Yuhan's blog: March 2024

Friday, March 29, 2024

Summary on Outlier's tutorial: Cross Attention

Self attention: we'd like to find a weighted sum of feature vectors for a series of input, whether it is a paragraph of texts or a list of image segments. Feature vector for each input vector is calculated by the Value matrix. The weight is calculated by the Query matrix (for the vector at focus) multiplying the Key matrix (for each vector in the input).

Cross attention: now consider having two inputs: one image and one text. The Query matrix applies to the image. And Key matrix and Value matrix applies to the text. Find the attention between each image input fragment to each word. Taking this value as weights, apply to the Value matrix to create the weighted sum. From this vector, then you can multiply another matrix to transform it back to the dimension of the input image to construct a (different) image.

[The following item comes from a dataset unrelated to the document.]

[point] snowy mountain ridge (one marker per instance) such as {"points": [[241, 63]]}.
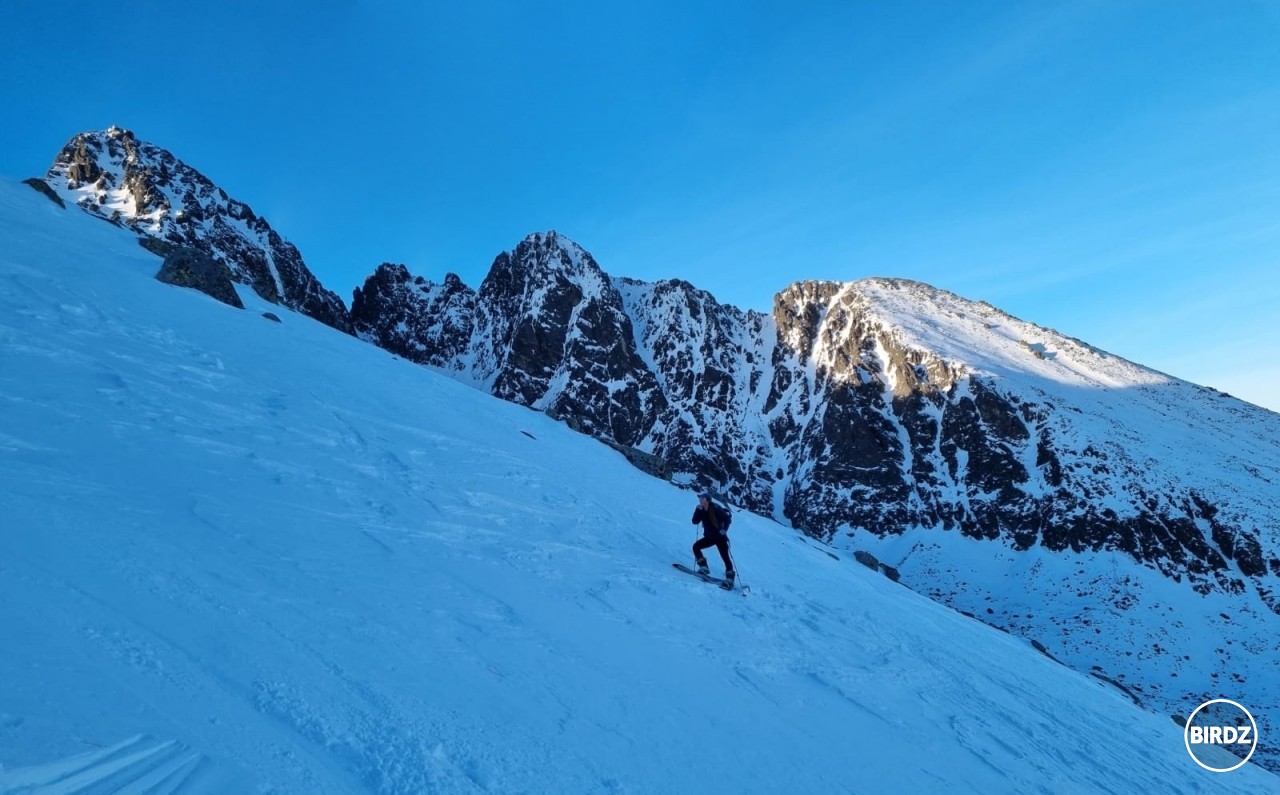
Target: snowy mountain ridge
{"points": [[881, 415], [114, 176], [888, 416], [256, 557]]}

Reference: https://www.youtube.com/watch?v=aw3H-wPuRcw

Thursday, March 28, 2024

Summary on Shusen Wang's tutorial: Item-to-Item (I2I) model

The most common usage is User-Item-Item: user has a list of favorite items. Use the favorite items to find similar items (a.k.a Item-to-Item), and recommend these items to the user.

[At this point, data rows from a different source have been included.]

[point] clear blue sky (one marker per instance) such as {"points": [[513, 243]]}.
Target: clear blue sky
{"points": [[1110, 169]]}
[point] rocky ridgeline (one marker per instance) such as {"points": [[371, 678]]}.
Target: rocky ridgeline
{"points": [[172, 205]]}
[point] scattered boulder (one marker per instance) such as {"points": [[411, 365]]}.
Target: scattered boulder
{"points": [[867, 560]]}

How to measure similarity: if user likes two items, and the two items have similarity. (Similar to Item Collaborative Filtering)

Another way to measure similarity: compare items' feature vectors.

User-User-Item: User 1 is similar to User 2. User 2 likes item A. So recommend item A to User 1.

User-Author-Item: User 1 likes Author 2, and Author 2 has item A. So, recommend item A to user 1.

User-Author-Athor-Item: User 1 likes Author2.Author 2 and Author 3 are similar. So recommend Author 3's items to User 1.

Using multiple models with separate shares in retrieving records, achieves better results than using the just one model to retrieve all items.

Summary on Shusen Wang's tutorial: Boost New Items

New Items cannot compete with older item. Thus it is necessary to give new items a boost in search when they are created to guaranteed some impressions.

It is difficult to assign the boost score, and it often leads to giving too many impressions to new items. Thus limiting impressions is necessary.

One way is to vary boost scores according to the impressions that have been served. (Ex: Create a table and vary the boost score by reducing the boost value depending on how close to the deadline and how many impressions that have been served.)

Vary the number of impressions based on the predicted quality of the item - give good item more impressions.

Reference: https://www.youtube.com/watch?v=QGD-1Feq1ZQ

Summary of Shusen Wang's tutorial: DPP to improve variety in Recommendation

Determinantal Point Processes (DPP)

Let the vectors construct a volume. The larger the volume, the more variety. When the volume is low, then there are items similar to each other.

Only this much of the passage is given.